On parle souvent des 1 000 heures d'entraînement physique nécessaires pour atteindre les sommets, mais qu'en est-il de l'autre versant du biathlon ?
Jean-Pierre Amat, l'homme qui a façonné le tir français depuis des décennies, nous livre une plongée fascinante dans le quotidien des Bleus.
Entre volume de cartouches et travail invisible, la précision a un prix : celui de l'acharnement.

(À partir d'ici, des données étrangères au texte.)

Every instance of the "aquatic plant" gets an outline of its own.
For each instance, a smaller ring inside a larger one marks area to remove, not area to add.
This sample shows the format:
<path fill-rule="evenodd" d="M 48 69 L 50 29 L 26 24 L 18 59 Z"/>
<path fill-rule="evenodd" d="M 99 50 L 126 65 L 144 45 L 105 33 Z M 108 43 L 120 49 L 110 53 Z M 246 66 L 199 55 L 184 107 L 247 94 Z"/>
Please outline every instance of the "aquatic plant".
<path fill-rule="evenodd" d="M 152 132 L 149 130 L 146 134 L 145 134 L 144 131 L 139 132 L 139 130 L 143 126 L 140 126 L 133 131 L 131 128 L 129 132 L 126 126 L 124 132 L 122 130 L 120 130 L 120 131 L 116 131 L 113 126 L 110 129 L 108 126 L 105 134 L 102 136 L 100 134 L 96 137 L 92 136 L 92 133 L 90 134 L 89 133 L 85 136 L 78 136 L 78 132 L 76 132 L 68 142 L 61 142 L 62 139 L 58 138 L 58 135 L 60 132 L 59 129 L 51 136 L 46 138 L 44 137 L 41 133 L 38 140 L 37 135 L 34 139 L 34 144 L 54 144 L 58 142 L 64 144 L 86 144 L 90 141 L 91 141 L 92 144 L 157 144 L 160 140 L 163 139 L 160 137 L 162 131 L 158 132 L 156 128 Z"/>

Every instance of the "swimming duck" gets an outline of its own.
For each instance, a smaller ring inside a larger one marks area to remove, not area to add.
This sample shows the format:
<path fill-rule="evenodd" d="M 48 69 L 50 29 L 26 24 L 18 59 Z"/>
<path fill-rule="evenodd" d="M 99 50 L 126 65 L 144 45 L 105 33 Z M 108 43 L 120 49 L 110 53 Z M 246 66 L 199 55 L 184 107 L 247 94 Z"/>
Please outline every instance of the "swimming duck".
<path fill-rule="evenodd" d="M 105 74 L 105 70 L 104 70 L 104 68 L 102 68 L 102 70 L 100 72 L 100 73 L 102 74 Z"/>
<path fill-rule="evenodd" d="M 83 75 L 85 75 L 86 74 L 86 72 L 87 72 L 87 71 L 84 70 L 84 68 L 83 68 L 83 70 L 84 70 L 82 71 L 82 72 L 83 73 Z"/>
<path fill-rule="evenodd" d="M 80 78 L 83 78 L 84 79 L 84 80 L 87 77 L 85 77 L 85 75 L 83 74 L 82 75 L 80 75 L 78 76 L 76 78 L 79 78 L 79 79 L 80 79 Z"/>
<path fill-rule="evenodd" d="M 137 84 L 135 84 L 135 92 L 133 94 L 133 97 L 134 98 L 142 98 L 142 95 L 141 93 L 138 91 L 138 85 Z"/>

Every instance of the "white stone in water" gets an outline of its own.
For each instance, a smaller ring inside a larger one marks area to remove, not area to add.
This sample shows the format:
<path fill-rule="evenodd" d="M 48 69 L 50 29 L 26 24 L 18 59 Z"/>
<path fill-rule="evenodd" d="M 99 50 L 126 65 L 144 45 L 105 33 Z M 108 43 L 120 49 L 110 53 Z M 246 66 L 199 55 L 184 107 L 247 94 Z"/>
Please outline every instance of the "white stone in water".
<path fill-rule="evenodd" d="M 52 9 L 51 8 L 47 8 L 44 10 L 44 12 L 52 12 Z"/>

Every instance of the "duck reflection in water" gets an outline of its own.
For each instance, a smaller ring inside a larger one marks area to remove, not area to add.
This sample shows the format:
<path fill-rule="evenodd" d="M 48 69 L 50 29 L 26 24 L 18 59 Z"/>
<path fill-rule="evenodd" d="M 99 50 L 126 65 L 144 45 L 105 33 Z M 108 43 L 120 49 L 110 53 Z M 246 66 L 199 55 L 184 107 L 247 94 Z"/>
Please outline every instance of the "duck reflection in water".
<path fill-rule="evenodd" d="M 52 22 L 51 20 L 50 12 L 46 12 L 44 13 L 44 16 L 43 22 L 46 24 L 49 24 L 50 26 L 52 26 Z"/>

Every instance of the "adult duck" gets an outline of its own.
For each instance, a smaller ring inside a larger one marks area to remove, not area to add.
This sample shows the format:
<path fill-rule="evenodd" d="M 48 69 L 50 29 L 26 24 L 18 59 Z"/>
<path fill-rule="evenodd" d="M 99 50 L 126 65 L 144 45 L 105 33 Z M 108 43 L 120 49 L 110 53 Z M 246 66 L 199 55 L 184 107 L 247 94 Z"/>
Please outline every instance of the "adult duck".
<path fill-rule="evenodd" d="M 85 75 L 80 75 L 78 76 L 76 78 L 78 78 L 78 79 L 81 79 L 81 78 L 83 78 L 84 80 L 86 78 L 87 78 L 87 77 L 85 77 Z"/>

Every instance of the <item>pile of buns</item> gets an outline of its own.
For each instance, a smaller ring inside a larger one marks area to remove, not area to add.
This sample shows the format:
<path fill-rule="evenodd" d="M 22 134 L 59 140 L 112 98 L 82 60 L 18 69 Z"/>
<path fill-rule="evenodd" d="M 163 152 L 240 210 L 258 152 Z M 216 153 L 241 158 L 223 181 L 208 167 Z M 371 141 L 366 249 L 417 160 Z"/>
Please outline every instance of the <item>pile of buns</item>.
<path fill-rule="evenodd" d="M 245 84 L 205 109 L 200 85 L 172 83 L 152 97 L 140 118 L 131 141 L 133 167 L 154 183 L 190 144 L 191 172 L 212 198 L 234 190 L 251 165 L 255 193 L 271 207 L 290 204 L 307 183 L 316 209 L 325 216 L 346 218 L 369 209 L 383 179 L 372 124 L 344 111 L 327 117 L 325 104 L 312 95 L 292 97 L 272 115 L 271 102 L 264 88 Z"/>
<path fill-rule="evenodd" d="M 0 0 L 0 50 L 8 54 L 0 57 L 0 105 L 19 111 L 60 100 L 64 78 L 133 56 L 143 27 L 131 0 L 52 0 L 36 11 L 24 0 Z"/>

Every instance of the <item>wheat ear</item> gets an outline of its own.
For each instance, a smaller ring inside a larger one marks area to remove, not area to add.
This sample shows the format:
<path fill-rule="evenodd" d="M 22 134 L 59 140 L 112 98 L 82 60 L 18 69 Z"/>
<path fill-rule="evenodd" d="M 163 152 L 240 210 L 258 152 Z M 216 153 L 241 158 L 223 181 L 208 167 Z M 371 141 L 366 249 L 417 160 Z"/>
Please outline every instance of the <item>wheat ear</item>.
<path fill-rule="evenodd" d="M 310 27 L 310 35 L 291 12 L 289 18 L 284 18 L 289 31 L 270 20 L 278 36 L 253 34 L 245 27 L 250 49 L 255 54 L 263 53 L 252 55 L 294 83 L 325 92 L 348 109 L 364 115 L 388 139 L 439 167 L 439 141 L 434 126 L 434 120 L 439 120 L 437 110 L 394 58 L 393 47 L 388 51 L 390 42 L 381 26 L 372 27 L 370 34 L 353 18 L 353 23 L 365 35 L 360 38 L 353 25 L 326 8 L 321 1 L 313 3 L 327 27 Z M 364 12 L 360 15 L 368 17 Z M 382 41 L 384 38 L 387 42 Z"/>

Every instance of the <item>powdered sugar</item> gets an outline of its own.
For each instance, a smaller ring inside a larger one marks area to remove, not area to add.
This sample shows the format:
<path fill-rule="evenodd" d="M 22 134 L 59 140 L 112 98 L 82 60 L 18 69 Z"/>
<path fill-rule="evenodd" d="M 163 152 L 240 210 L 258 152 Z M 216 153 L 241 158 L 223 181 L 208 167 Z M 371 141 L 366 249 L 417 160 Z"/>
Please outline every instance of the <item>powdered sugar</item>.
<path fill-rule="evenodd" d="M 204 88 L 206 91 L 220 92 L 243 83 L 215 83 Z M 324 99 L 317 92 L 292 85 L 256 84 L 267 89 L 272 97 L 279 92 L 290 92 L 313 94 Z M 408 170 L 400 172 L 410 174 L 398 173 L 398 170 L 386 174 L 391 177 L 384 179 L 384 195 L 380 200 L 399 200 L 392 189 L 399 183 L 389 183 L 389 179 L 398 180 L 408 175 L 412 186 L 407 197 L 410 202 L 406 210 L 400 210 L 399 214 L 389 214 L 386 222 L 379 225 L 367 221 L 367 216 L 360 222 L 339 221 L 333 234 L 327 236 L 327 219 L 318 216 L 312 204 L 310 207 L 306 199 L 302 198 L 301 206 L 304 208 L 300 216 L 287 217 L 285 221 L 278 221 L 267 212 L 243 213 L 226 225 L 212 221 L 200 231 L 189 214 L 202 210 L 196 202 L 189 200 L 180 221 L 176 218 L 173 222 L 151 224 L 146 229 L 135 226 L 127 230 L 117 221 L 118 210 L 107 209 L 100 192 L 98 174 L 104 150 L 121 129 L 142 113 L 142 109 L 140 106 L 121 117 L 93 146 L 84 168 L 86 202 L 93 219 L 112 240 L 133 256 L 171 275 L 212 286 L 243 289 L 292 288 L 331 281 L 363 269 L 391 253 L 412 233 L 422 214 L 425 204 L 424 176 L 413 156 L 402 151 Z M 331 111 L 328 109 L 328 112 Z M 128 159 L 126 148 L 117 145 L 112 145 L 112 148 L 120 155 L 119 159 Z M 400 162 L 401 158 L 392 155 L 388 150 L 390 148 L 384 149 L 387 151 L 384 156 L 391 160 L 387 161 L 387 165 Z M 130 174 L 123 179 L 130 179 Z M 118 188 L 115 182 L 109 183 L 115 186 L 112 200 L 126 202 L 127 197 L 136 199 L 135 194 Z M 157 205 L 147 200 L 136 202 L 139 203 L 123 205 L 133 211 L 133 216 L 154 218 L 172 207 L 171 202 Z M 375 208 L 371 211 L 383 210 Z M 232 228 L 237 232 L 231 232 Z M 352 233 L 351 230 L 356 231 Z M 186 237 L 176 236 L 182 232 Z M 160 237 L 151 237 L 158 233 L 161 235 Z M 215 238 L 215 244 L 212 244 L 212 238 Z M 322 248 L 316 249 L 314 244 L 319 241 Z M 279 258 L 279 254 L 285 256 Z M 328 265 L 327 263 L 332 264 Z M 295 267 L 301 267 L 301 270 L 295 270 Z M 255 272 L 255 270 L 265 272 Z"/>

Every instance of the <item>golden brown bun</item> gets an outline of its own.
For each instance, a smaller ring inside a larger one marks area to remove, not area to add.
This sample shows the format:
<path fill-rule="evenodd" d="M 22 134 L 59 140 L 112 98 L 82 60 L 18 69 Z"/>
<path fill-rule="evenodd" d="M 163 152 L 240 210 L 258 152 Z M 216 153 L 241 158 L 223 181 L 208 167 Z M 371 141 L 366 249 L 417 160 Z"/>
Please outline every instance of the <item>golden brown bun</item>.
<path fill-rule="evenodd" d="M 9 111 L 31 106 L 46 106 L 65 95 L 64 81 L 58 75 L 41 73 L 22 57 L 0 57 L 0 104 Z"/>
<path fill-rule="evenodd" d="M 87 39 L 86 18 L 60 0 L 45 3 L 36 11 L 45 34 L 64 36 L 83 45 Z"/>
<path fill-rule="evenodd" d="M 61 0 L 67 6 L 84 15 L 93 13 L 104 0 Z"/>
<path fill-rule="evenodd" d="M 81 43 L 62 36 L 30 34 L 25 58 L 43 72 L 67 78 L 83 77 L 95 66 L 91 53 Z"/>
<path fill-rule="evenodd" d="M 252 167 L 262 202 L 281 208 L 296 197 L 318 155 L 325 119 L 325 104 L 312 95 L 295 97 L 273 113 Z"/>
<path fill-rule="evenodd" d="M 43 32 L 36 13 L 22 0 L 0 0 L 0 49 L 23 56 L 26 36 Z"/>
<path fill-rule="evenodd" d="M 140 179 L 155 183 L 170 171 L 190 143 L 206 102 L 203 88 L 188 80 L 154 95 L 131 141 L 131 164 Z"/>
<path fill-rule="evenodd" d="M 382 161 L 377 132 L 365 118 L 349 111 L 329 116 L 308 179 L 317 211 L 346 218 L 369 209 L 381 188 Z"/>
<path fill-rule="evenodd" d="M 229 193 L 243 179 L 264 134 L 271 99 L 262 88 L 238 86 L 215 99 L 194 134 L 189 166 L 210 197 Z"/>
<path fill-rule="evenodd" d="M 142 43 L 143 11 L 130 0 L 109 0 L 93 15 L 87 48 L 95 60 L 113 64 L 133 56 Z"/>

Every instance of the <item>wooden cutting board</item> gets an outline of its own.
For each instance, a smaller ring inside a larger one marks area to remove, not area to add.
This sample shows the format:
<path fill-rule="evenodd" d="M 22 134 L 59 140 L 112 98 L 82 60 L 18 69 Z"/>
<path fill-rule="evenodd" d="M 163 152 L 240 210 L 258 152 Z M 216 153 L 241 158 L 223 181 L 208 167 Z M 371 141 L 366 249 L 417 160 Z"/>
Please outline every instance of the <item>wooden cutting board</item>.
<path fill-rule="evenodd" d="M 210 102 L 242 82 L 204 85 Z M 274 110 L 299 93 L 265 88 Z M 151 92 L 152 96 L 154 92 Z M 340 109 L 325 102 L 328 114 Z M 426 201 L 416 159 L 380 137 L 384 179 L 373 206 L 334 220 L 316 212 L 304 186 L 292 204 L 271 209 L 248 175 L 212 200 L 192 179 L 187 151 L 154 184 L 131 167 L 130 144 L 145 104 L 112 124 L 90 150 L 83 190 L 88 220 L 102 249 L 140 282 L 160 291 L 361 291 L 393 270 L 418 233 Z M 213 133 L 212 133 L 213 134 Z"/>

12 000 cartouches : le chiffre fou de la saison
Pour les athlètes de l'équipe de France, le tir n'est pas un simple complément, c'est une activité principale à plein temps.
Selon Amat, un biathlète d'élite va consommer entre 10 000 et 12 000 cartouches par an. Mais ce chiffre n'est que la partie émergée de l'iceberg.
« Le nombre de cartouches ce n'est pas le plus important. Il faut rajouter le temps passé au tir à sec. Pour certains, c'est indispensable pour entretenir les sensations et la stabilité.
Mais ce qui compte vraiment, c'est où l'on en est dans sa progression.
Pour bien tirer, il faut qu'une position soit solide, qu'elle passe tout seule, même malgré l'effort. » explique Jean-Pierre Amat sur Eurosport.
Julia Simon : au summum de son art
Quand on évoque la crème de la crème, un nom revient immédiatement dans la bouche de l'expert tricolore : Julia Simon.
Pour Jean-Pierre Amat, la Savoyarde a atteint un stade où le volume pur de travail n'est plus la priorité.
Elle a franchi la frontière entre le développement et l'exploitation pure de son talent.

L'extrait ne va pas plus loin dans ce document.